Excerpt:
A storm is brewing over changes the Obama administration has made to counter-terrorism training. In the fall the administration initiated a widespread review of training and trainers, which resulted in the blacklisting of many trainers, the censoring of training materials, and the requirement that all training and briefing slides now be subjected to an anonymous review process. To many it seems a backwards move. National security documents repeatedly stated the importance of training and preparedness for our military and law enforcement in order that they fully understand the nature of the enemy. This became a particularly hot issue following the Ft. Hood shooting, when U.S. officials openly acknowledged they had failed to connect the dots.
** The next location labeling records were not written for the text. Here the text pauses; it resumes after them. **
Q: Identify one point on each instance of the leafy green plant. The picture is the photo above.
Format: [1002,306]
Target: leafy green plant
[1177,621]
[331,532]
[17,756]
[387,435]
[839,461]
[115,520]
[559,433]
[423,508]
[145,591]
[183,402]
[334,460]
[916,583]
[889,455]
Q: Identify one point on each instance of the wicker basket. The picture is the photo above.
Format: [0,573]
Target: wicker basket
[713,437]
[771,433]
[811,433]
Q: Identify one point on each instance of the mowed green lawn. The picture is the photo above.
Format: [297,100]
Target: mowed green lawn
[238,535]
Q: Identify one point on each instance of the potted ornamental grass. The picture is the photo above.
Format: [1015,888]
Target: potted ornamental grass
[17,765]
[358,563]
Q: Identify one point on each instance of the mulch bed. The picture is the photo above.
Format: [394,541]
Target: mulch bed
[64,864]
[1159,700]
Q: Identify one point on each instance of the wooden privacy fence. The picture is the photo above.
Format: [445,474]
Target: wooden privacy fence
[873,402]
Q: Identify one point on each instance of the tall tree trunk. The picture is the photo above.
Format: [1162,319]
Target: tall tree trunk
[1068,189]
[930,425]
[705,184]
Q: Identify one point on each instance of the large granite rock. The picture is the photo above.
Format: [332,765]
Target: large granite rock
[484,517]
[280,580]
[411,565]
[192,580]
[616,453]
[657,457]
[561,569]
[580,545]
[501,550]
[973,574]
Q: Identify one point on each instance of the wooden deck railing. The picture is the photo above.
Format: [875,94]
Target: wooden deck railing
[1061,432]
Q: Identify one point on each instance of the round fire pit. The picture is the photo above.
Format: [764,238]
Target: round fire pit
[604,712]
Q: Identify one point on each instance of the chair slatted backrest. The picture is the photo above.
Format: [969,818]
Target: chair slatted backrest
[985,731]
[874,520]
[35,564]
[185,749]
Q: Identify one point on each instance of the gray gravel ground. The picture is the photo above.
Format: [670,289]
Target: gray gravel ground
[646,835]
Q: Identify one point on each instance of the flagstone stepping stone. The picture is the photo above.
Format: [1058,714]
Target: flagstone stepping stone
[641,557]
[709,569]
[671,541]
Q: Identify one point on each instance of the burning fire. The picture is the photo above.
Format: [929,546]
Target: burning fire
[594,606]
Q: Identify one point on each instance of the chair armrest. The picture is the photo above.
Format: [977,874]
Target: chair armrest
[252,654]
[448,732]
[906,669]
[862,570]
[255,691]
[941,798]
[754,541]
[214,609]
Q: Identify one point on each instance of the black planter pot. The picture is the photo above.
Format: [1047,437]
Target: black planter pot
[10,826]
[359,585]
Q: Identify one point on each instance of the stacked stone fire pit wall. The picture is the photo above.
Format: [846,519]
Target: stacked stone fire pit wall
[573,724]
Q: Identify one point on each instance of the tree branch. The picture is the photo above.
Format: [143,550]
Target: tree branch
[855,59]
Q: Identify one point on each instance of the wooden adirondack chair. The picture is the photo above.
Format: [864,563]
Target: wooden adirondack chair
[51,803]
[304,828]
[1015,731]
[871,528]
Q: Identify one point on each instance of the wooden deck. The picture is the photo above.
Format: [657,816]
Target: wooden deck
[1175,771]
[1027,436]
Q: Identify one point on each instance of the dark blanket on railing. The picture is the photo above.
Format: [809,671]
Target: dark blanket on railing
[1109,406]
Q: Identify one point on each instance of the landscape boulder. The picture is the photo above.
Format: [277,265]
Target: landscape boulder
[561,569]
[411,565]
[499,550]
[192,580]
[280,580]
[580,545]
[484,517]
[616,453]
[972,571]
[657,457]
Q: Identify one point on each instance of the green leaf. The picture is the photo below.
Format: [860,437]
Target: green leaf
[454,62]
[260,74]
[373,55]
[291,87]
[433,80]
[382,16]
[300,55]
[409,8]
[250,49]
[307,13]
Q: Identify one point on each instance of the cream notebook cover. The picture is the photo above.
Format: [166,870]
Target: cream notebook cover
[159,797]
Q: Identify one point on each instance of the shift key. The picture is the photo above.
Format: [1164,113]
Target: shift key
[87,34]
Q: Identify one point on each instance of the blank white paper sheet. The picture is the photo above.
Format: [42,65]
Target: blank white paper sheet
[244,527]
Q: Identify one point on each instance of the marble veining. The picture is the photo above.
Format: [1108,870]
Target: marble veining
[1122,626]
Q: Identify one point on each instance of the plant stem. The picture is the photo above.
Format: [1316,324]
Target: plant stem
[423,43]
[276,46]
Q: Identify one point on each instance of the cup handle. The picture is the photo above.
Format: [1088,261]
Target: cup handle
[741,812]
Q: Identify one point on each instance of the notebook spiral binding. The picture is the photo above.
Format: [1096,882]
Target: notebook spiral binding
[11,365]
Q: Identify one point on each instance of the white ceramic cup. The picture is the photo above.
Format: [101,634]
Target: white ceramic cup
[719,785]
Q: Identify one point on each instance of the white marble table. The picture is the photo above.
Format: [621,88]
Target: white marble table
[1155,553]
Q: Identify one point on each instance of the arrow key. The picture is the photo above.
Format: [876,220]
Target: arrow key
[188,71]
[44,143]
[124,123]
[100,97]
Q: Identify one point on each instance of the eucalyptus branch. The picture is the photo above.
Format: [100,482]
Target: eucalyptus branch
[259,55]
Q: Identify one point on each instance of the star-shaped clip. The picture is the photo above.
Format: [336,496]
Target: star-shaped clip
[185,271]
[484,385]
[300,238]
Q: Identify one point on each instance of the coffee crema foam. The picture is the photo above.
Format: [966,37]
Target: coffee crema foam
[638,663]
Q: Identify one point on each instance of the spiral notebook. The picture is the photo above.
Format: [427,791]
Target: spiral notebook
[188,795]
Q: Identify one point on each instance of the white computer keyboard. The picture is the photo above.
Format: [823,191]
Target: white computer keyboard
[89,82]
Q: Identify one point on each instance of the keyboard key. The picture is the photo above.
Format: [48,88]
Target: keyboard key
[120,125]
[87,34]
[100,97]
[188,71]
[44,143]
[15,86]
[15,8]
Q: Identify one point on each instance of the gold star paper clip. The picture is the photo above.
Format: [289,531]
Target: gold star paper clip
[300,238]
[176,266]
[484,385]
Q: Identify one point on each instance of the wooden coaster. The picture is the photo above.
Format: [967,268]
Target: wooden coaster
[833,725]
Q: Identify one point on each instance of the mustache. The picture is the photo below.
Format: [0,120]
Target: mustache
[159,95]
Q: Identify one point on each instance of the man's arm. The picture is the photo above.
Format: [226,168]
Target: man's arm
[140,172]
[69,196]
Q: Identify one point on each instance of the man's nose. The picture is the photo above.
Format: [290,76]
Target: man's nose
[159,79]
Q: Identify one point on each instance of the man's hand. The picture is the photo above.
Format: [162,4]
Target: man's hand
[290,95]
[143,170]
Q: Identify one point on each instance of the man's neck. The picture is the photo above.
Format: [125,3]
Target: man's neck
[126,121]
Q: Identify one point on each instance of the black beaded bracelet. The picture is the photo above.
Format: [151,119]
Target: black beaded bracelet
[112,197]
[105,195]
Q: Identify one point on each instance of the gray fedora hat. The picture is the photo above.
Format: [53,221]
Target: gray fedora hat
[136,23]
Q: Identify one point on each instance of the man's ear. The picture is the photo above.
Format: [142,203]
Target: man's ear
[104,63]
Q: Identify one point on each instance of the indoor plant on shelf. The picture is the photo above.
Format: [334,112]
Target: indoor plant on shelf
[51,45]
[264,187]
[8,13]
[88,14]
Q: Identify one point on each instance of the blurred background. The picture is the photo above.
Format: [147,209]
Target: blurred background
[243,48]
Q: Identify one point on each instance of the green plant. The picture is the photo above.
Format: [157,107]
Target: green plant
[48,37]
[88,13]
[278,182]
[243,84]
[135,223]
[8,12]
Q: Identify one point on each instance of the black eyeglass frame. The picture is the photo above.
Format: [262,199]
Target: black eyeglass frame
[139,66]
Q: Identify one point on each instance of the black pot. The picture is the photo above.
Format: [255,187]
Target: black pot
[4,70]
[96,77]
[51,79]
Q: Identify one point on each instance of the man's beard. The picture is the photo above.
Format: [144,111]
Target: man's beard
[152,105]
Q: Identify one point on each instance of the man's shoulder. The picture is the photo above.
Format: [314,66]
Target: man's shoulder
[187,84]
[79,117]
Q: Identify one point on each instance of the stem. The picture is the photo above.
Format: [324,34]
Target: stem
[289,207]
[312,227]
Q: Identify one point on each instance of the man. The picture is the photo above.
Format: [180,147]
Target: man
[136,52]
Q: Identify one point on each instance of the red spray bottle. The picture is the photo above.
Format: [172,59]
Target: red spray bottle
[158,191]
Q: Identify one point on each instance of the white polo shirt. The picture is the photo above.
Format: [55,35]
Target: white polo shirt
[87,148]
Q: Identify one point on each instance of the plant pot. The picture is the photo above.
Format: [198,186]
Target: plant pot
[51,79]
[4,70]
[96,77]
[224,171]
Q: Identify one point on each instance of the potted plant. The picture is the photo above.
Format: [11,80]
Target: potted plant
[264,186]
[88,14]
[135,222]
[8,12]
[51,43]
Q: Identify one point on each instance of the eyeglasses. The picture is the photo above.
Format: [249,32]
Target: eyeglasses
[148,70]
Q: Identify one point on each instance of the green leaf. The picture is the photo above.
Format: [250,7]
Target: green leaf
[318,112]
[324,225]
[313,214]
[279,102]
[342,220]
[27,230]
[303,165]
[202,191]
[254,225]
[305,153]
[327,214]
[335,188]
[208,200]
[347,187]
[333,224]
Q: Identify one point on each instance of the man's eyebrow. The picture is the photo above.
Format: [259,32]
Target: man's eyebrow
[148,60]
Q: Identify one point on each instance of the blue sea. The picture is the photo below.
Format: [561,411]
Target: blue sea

Now the question of counter-terrorism training is again hitting the national spotlight. Five members of Congress have written letters to five Inspectors General (Homeland Security, Department of State, ODNI, DoJ, and DoD) and to John Brennan, raising concern over individuals in key national security positions who "share their sympathy for Islamist causes in addition to sharing some of their associations with organizations that are advancing such agendas inside the United States." The letters allege it is these individuals who, through their undue influence, have caused the changes to counter-terrorism training (and other aspects of CT policy and practice) and that these changes in fact weaken American national security rather than strengthen it. The members who signed the letters—Michele Bachmann, Trent Franks, Louie Gohmert, Thomas Rooney, and Lynn Westmoreland—have received heavy flak for their initiative. But they have also set something powerful in motion. Their letters have sparked widespread interest from media, policy experts, and the public. The Inspectors General will hopefully respond to the requests with investigations of their own, but the non-governmental experts now have an important role to play as well. It is in part they who must sort through the massive quantities of information, find connections, piece together the pieces, to determine whether the concerns expressed by the members have merit.